Stride had a vision of a lonely North Dakota farm, glowing faintly in the center of miles of nighttime fields. It was like being on the moon, Rikke had said. His eyes grew hard.

“Wait a minute,” he said. “Do we?”

Maggie opened her mouth to protest and then clamped it shut.

“Son of a bitch,” Serena gasped. “No, we don’t.”

“I want to talk to Rikke,” Stride said, standing up. “I want to get her prints to match to the murder weapon, and I want to know what was really going on in that house.” He stood up and looked around the bookstore. “Is she still here?”

Serena shook her head. “Rikke left right after Tish. I saw her go.”

“All right, let’s see if we can catch her,” Stride said.

The three of them headed for the exit. In the parking lot, Stride turned left on the sidewalk toward his Expedition, which was parked next to Maggie’s yellow Avalanche, but he stopped when Serena took hold of his shoulder.

“Wait a minute, Jonny,” she said, pointing. “That’s Tish’s car.”

Stride recognized the Civic on the far side of the parking lot and immediately spotted the odd angle of the chassis caused by the car’s flat tire. He frowned as he studied the rest of the lot. “Where’s Tish?” he asked.

Maggie jogged over to the Civic and got down on her knees to examine the tire with a penlight on her key chain. “This was cut,” she called to them. “Somebody slashed it.”

Stride looked at Serena. “Rikke.”

The Blatnik Bridge loomed ahead of them beyond the sweeping curve of the highway, its arch illuminated against the night with blurred rows of white lights. Tish grew nervous as they neared the span, anticipating the rope of fear that would twist around her insides as they made the crossing. She wanted to look away, but she couldn’t; instead, she stared at the hump of steel as if it were a sea monster arching its giant back over the water. Her tension broadcast itself through the car.

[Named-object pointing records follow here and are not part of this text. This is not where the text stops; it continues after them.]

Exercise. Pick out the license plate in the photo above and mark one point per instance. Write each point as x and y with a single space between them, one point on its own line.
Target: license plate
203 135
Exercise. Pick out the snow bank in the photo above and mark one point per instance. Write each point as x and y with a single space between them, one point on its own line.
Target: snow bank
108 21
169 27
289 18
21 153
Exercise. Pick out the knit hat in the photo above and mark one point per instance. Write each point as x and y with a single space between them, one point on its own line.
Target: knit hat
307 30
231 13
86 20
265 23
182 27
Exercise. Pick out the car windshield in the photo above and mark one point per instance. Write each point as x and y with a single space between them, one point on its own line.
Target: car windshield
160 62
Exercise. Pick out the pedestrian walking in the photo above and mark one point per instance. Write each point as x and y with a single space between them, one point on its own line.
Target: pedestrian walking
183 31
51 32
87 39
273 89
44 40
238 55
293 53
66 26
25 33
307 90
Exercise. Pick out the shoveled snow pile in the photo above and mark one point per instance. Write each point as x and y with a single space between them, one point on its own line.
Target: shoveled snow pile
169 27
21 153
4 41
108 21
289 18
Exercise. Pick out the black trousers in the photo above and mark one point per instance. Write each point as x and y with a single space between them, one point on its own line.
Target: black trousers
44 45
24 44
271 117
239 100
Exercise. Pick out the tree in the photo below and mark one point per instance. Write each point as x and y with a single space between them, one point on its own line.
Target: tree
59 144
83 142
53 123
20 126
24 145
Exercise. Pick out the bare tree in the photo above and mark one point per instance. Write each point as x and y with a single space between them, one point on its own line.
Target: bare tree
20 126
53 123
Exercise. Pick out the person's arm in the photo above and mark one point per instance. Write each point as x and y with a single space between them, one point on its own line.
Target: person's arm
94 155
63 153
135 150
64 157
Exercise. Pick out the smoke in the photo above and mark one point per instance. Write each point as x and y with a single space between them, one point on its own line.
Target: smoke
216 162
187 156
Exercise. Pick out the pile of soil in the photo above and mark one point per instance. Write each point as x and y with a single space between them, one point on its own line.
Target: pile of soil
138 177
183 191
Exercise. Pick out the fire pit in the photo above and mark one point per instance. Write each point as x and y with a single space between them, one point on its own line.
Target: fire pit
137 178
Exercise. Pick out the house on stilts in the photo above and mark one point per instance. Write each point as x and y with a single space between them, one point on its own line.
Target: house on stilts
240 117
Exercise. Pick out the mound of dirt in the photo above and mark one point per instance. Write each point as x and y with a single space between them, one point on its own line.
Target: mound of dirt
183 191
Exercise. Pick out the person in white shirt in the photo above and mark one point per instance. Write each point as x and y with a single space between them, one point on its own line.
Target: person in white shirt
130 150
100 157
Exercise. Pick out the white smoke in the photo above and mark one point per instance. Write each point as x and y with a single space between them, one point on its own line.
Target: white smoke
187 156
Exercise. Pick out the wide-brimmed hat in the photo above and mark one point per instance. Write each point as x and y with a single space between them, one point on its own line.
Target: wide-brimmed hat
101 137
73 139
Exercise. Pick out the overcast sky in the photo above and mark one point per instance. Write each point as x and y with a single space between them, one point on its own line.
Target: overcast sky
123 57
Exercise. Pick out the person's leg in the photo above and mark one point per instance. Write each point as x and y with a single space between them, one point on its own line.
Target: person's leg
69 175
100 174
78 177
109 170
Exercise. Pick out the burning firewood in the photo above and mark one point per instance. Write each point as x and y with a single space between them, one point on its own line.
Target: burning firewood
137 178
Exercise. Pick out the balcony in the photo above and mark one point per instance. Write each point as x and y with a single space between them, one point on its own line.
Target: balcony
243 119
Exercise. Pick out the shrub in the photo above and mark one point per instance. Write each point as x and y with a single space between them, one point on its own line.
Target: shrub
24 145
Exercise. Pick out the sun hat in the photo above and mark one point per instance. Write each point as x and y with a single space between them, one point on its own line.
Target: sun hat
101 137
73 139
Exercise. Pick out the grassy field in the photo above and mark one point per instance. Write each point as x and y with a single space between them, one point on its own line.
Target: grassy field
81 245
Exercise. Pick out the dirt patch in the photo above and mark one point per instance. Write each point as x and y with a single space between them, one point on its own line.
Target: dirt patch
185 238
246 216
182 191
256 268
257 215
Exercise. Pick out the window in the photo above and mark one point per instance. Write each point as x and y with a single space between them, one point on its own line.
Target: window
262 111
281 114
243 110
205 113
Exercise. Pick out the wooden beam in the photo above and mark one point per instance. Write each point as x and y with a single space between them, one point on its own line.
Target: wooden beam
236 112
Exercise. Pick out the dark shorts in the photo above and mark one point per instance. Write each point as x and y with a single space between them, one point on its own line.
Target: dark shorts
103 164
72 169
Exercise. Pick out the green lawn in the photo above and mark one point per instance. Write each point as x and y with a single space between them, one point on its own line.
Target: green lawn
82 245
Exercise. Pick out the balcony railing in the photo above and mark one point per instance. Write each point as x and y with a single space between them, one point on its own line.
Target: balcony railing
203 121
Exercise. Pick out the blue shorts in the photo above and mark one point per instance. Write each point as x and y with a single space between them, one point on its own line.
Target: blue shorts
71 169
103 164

“Is something wrong?” Rikke asked. Her voice was cool.

“It’s just bridges,” Tish said. “They scare me.”

The windows on both sides were wide open, ushering in a fierce breeze that rattled the frame of the car. They climbed the sharp angle toward the summit of the bridge, and the crisscross steel of the span rose ahead of them like the tracks of a roller coaster. Rikke drove slowly. Traffic soared up behind them, filling the car with headlights and then passing impatiently on their left at almost twice their speed. On either side of them, far below, industrial lights marked the edge of the land, and the blackness signaled the channel of Superior Bay. Tish wrapped her arms tightly across her chest. Her breathing was fast.

Rikke reached out and rested a warm hand on Tish’s thigh, and Tish flinched.

“The view is amazing,” Rikke said. “You should look.”

“I don’t want to see it.”

Rikke slowed even further as they crept skyward. Tish felt sweat on her hands, and her left arm twitched involuntarily.

“Can’t we go faster?” she asked.

“No, I love it up here,” Rikke told her. “Sometimes I think that’s the best way to die. Just let yourself drive off the edge of a bridge.”

“Don’t talk like that, it scares me.”

The car drifted toward the right shoulder, grinding on loose gravel. Tish was conscious of the three-foot ribbon of concrete stretching along the bridge deck, which was the only barrier between the car and one hundred feet of air dropping toward the water. It was inches from her window.

“It’s hard not to think about death when you know you’re dying,” Rikke said.

“Dying?”

Rikke nodded calmly. “The doctors tell me the cancer has come back. Metastasized, they call it. That’s an ugly word. I only have a few months.”